If you don’t know who Tony Horton is, maybe you should. He is one of the hottest names in fitness as the creator of P90X, the at-home extreme fitness DVD program that has swept the nation and sold more than three million copies. He is also the author of Bring It—a lifestyle guide designed to whip you into shape. But what makes him different from almost any other exercise guru?

We asked him for his best advice on how to really “bring it.”

Exercise for the Right Reasons

First things first, you need to ask yourself if you are ready to make a change in your life and commit to it.

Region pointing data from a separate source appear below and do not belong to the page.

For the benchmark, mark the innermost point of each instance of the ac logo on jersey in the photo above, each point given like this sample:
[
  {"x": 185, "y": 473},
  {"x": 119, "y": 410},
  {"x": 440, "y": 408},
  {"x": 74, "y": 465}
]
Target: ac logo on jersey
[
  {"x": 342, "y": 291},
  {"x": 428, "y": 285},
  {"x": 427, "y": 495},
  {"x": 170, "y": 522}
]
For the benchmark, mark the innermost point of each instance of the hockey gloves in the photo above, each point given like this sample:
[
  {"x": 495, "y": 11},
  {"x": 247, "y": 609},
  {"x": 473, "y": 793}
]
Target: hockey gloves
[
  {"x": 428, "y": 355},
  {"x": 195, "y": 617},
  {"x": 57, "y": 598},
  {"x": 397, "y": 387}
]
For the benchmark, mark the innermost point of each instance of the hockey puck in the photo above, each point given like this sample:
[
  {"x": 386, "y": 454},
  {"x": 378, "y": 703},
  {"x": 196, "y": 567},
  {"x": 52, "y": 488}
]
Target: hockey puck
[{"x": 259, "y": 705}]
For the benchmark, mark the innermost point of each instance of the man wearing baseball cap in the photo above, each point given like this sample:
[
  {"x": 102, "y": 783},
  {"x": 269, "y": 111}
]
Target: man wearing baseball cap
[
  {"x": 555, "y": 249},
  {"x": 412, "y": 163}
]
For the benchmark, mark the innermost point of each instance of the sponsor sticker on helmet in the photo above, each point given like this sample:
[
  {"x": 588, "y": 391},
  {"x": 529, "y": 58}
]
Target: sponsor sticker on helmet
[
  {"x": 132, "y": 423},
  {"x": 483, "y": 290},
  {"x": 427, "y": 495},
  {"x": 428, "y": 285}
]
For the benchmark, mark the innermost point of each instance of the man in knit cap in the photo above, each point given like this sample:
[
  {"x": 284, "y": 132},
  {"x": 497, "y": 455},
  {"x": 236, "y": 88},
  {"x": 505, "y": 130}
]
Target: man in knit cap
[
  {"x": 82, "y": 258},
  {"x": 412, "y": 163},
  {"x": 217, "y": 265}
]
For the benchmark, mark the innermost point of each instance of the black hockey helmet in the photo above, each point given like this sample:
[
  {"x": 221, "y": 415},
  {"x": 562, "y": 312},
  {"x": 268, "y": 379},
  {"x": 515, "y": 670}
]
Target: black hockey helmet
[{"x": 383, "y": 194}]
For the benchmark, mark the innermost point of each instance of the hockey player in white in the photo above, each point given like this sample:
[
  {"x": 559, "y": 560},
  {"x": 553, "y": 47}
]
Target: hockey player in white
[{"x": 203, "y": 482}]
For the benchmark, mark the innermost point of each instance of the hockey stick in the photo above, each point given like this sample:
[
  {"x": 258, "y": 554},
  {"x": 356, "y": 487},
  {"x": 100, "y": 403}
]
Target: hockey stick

Horton said hopping on the Stairmaster for 20 minutes three times a week is a start, and better than nothing, but is not going to give you the level of fitness essential for a healthy life.
Why are you making this change? Horton said if it is just to be thinner, you need to reevaluate yourself.

“Get away from the whole aesthetics factor. It shouldn’t be about eating foods that will help you be smaller later. It doesn’t matter how small you are—the fitness is what matters,” he said.
Instead, Horton said to concentrate on all the other benefits of exercise, and if you lose a few pounds in the process—that’s a bonus.

“If I exercise today and eat well, I turn back the clock. Cells will grow stronger, my immune system will function better and improve my quality of life. Memory will improve, I will have less stress and feel better,” he added.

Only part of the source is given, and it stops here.